The Vegan Studies Project
- Author: Laura Wright
- Publisher: University of Georgia Press
- Publication date: 2015
- ISBN: 978-0820348568

= The Vegan Studies Project =

Book

The Vegan Studies Project: Food, Animals, and Gender in the Age of Terror (2015) by Laura Wright coined the term and proposed the academic field of vegan studies and serves as the field's foundational text.

==Proposing the field of vegan studies==
The book was the first to propose an academic field, vegan studies, to study veganism as an identity, lifestyle and ideology, as well as to analyze historical and contemporary reception and depiction of veganism.

===Reaction===
Some reviewers and academics embraced the identification of a new field of study, calling the book a "foundational work" and "the foundational text for the nascent field" of vegan studies. In her foreword to the book, Carol J. Adams says, "Thanks to this work, we now have a new category: the vegan studies-loving vegan."

In 2016 Kathryn Dolan said in the journal Interdisciplinary Studies in Literature and Environment that it "will clearly become an area of further study." Emelia Quinn and Benjamin Westwood called the book "the first major academic monograph" on veganism and the humanities. Jodey Castricano and Rasmus R. Simonsen called it "the first vegan studies monograph to be published by a university press."

In 2018 Dario Martinelli and Ausra Berkmaniene said "The presence and legitimacy of 'vegan studies' within the academic world, especially since Wright cared to formalize the expression and define a paradigm, is something that should no longer require an explanation or a justification," and that in writing the book Wright had "coined the expression".

In 2019 Marzena Kubisz called The Vegan Studies Project "the monograph which creates the foundations for vegan studies".

Other academics were less sure the book had created a new field. In 2016 Fabio Parasecoli said he was "not sure if Wright's intention to open a whole new field of inquiry and scholarship will come to fruition, but she definitely offers many arguments that deserve attention and reflection." In 2018 Josh Milburn said he would if offered the opportunity teach a vegan studies course, but that he remained "unsure whether there truly is a literature sufficiently unified to be labelled a new discipline."

==Reception==
Public Books called positing a new academic field an "audacious gambit." Milburn said it "provocatively called for" a new academic field. Dolan, writing in the journal Interdisciplinary Studies in Literature and Environment, said Wright proposes "a new area she names 'vegan studies'" and calls her style "clear and personable." HuffPost said it "offers many arguments that deserve attention and reflection." University of Sunderland veganism and animal studies researcher Alex Lockwood said it "launched the new academic field of vegan studies." Alice Crary called it "groundbreaking." Quinn and Westwood called the book "the first major academic monograph" on veganism and the humanities and said it suggests how vegan scholars might situate themselves theoretically. Castricano and Simonsen called it "an important book" and "the first vegan studies monograph to be published by a university press."

==Impact==
In 2016 Renan Larue, author of Le végétarisme et ses ennemis (2014), began teaching a vegan studies course at the University of California, Santa Barbara. In May 2016 the conference Towards a Vegan Theory, with Wright keynoting, was held at the University of Oxford to discuss the place of vegan theory within the humanities.

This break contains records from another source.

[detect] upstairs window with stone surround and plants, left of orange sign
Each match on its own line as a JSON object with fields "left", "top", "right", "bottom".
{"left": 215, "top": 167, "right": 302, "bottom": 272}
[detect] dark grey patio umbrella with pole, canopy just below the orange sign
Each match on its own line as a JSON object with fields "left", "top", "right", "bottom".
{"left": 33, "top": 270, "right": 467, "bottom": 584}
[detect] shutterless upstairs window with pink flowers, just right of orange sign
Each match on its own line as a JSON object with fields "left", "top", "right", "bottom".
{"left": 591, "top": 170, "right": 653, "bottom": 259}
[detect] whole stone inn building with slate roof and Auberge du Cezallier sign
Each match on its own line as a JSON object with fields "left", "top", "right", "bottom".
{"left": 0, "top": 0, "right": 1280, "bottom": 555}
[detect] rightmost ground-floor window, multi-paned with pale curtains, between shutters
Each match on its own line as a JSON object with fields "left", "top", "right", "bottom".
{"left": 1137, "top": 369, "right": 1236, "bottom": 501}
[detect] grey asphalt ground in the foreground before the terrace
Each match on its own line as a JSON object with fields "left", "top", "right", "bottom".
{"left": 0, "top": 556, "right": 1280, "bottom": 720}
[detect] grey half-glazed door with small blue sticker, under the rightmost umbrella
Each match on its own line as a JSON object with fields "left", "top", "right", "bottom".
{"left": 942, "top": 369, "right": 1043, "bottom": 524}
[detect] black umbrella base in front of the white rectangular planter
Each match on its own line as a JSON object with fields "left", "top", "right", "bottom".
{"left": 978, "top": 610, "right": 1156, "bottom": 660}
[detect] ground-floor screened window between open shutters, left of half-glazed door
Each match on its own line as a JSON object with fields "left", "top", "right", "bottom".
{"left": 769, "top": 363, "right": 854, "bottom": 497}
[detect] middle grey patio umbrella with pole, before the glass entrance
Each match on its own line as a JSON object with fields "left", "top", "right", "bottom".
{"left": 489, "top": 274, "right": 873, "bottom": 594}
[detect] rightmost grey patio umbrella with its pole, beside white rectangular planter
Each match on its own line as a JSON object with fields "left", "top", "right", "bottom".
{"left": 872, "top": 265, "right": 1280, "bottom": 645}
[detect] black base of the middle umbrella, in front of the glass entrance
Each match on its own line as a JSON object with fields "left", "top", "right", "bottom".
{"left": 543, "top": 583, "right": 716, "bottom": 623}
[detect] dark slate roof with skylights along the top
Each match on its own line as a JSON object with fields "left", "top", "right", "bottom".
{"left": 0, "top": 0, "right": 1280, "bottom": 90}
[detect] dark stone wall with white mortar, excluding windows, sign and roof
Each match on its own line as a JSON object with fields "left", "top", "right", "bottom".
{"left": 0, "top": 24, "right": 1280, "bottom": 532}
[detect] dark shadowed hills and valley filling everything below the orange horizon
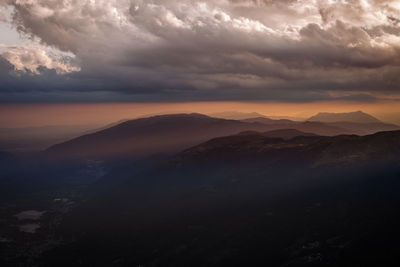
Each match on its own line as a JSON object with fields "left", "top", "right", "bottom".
{"left": 0, "top": 114, "right": 400, "bottom": 267}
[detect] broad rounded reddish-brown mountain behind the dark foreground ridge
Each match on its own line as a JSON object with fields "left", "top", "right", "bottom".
{"left": 47, "top": 114, "right": 348, "bottom": 159}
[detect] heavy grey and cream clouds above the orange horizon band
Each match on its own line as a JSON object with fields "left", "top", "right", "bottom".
{"left": 0, "top": 0, "right": 400, "bottom": 103}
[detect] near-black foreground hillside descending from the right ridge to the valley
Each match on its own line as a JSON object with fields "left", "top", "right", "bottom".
{"left": 22, "top": 131, "right": 400, "bottom": 266}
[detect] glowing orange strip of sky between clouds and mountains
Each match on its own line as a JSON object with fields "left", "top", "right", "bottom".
{"left": 0, "top": 102, "right": 400, "bottom": 128}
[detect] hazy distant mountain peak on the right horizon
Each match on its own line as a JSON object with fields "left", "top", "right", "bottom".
{"left": 308, "top": 110, "right": 382, "bottom": 123}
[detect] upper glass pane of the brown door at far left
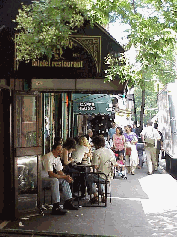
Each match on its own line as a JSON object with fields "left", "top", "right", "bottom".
{"left": 16, "top": 96, "right": 37, "bottom": 147}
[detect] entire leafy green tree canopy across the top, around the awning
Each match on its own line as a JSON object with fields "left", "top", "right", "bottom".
{"left": 15, "top": 0, "right": 177, "bottom": 88}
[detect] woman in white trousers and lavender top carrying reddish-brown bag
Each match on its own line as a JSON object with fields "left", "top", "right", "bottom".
{"left": 124, "top": 125, "right": 139, "bottom": 175}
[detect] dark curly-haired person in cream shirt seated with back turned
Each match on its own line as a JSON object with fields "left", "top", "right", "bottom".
{"left": 87, "top": 136, "right": 117, "bottom": 203}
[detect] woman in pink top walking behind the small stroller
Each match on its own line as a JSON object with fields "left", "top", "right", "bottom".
{"left": 113, "top": 127, "right": 125, "bottom": 160}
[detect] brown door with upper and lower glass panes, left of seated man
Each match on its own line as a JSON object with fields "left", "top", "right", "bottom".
{"left": 14, "top": 94, "right": 42, "bottom": 215}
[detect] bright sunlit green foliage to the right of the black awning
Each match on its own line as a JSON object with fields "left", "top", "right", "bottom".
{"left": 106, "top": 0, "right": 177, "bottom": 89}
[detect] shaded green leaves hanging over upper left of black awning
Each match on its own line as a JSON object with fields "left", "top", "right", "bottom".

In 2016 the collection Critical Perspectives on Veganism was published, with editors Casatricano and Simonsen introducing it as a vegan studies text. In 2017 Peter Adkins placed "Ulysses in dialogue with recent writings on...the emergence of what is being termed 'vegan studies' to suggest a vegetarian reading of Joyce’s novel," citing the book. Wright has since edited two collections, Through a Vegan Studies Lens: Textual Ethics and Lived Activism, (2019) and The Routledge Handbook of Vegan Studies (2021).

Appalachian State University offered a fall 2019 Honors Seminar, What is Vegan Studies? Exploring an Emerging Field, saying that with the book's publication "a powerful transdisciplinary field has emerged which is in turn influencing work across the disciplines" and called the book and Wright's more recent works the field's "founding texts".